Why did these two giants slug it out? As noted earlier, because of margins and brand domination. JBS in the past two years has repeatedly said it wants to grow the value-added size of all its meat and poultry businesses.

“With the acquisition of Hillshire Brands, not only will Tyson Foods have the No. 1 brands of chicken and stacked pack bacon, we‘ll also have the No. 1 brands for sausage, breakfast sandwiches, hot dogs, corn dogs and super-premium sausage.” — Tyson Foods CEO Donnie Smith.

But both companies know their protein businesses are subject to cyclical reversals. Tyson won the bidding war because it has a stronger balance sheet and deeper pockets than JBS/PPC. And it was determined to transform itself into more of a food business than a processing company, even at the risk of a negative response from its shareholders. In a presentation to analysts, Tyson said the acquisition would create a $40 billion, consumer-centric, insights-driven marketing organization with superior supply chain capabilities.

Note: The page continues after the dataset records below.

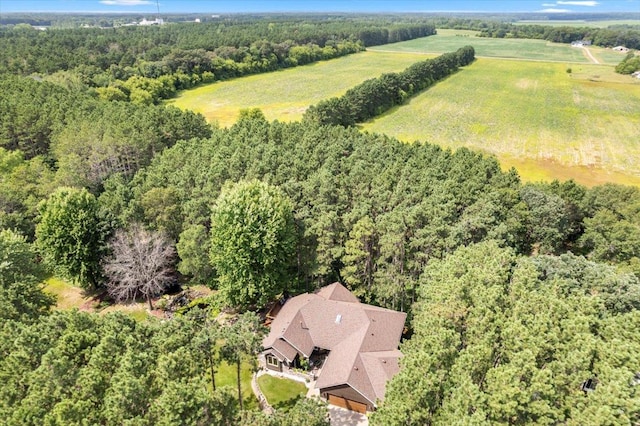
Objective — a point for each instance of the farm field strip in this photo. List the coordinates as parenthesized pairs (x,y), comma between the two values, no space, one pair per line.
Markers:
(534,116)
(540,50)
(286,94)
(578,23)
(530,113)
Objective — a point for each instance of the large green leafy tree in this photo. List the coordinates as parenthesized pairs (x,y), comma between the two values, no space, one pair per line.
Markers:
(252,242)
(70,235)
(21,295)
(498,342)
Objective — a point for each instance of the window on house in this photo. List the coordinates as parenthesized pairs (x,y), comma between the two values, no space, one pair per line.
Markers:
(271,360)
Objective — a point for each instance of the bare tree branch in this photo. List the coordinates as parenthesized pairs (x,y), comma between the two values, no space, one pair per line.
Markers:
(141,264)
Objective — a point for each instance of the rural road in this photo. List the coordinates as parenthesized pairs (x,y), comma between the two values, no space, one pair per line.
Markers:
(590,56)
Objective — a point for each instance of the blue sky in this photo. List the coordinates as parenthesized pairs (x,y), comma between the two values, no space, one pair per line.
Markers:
(230,6)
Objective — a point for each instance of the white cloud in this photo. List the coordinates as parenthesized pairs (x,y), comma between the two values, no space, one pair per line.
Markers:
(125,2)
(579,3)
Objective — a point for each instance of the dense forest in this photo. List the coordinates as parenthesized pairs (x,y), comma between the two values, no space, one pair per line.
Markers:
(147,64)
(523,299)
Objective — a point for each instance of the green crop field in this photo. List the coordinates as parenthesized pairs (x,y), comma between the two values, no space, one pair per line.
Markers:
(285,95)
(450,40)
(579,23)
(534,116)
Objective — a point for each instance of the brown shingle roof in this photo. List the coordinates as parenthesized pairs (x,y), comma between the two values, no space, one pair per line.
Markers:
(362,339)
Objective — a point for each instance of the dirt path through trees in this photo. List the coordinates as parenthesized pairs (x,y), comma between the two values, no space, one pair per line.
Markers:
(588,54)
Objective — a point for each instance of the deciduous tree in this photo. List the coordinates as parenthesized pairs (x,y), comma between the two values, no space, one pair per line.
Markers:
(252,242)
(70,235)
(141,263)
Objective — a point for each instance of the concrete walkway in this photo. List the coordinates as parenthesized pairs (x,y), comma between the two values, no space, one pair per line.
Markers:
(338,416)
(262,400)
(343,417)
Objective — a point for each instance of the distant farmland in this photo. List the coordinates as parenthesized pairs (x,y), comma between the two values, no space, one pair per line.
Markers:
(541,50)
(285,95)
(534,116)
(531,114)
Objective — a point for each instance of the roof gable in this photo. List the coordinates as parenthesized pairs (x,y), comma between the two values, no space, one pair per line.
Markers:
(337,292)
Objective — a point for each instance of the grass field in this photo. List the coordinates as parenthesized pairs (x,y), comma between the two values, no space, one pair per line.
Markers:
(450,40)
(531,114)
(534,116)
(281,393)
(286,94)
(579,23)
(226,376)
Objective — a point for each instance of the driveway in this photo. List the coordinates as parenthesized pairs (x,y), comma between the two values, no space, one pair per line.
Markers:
(343,417)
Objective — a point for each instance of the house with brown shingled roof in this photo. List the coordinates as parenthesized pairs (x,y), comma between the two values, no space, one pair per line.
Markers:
(355,345)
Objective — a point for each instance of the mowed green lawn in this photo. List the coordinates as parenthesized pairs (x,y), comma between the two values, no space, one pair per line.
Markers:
(286,94)
(534,116)
(451,40)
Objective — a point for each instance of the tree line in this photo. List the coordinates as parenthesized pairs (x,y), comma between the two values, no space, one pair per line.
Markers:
(629,65)
(375,96)
(145,65)
(605,37)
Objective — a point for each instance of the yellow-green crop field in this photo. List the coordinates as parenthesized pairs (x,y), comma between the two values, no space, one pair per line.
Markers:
(285,95)
(533,116)
(530,113)
(509,48)
(579,23)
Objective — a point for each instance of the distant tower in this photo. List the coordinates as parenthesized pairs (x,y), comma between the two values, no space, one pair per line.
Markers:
(159,20)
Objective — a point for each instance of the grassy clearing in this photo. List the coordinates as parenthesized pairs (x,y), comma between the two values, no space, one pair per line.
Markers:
(286,94)
(226,376)
(578,23)
(534,116)
(281,393)
(451,40)
(67,296)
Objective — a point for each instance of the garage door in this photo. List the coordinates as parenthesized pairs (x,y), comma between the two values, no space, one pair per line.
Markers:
(349,404)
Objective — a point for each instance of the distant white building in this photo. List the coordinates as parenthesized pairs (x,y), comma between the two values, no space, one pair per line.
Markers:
(620,49)
(157,21)
(581,43)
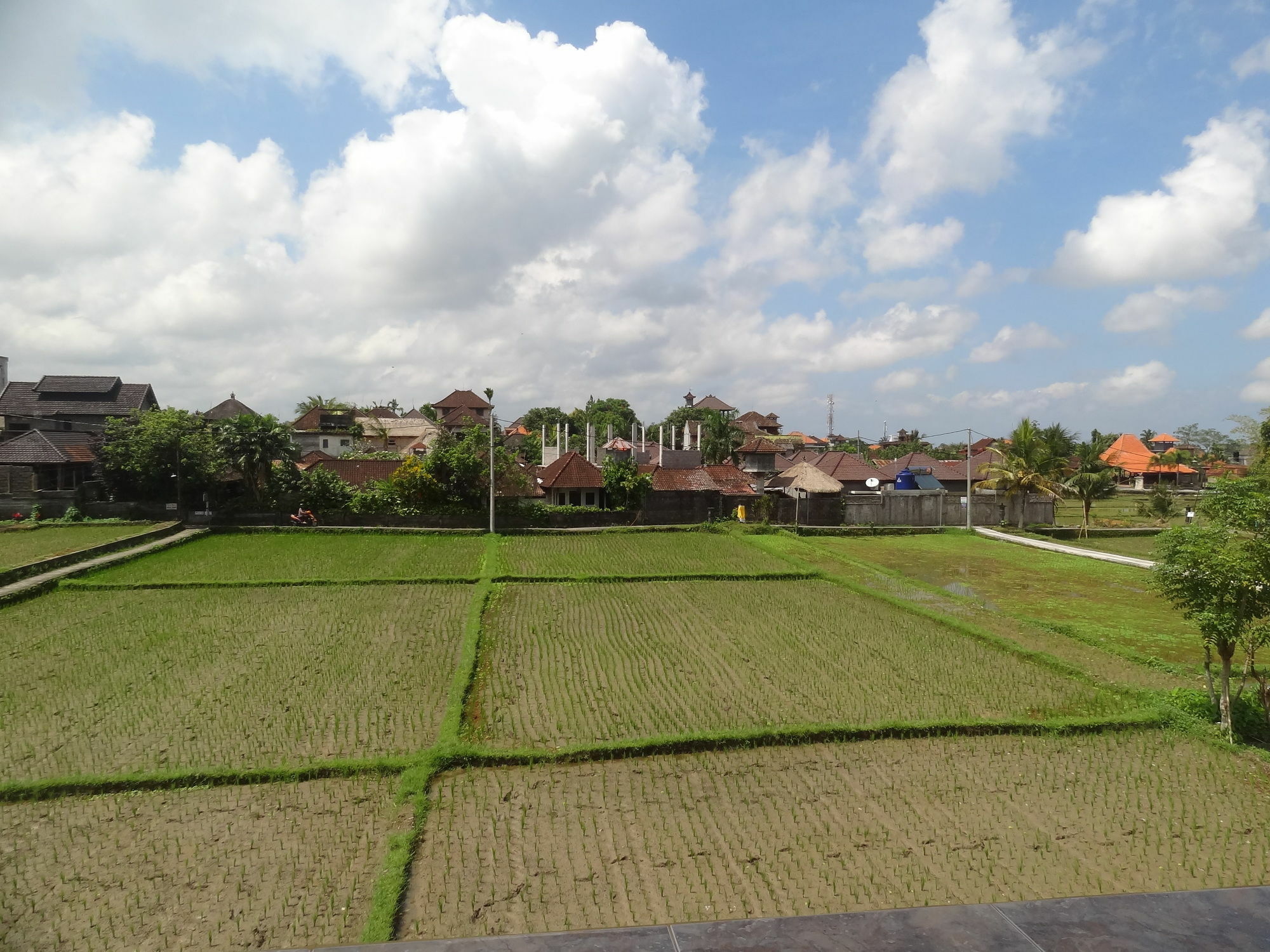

Tyson also emphasized that it would be getting a “strong portfolio of iconic, market-leading brands.” It noted that Jimmy Dean is the No. 1 breakfast sausage and frozen protein breakfast brand. Hillshire Farm is the No. 1 smoked sausage brand and No. 2 branded lunchmeat brand. Other No. 1 brands are Ball Park in hot dogs, State Fair in corn dogs and Aidells in premium sausages. The acquisition would make it No. 2 in the frozen-food category in retail behind Nestle, it added.

Tyson also noted how Hillshire would complement Tyson’s product portfolio and significantly lift margins in its prepared-foods’ segment. Prepared foods currently accounts for 9 percent of Tyson’s revenue and 5 percent of operating income. With Hillshire, it would account for 18 percent of revenue and 20 percent of operating income. “We have a unique opportunity to transform an important segment of our business and position Tyson to meet American consumers’ growing demand for protein at breakfast and throughout the day,” President and CEO Donnie Smith said on July 2.

Smith had earlier called Tyson’s winning bid a defining moment for the company. This seemed almost an understatement. Tyson’s acquisition of Hillshire will create a US protein/food company that might not be matched in consumer strength for many years.

Steve Kay is editor and publisher of Petaluma, Calif.-based Cattle Buyers Weekly (www.cattlebuyersweekly.com).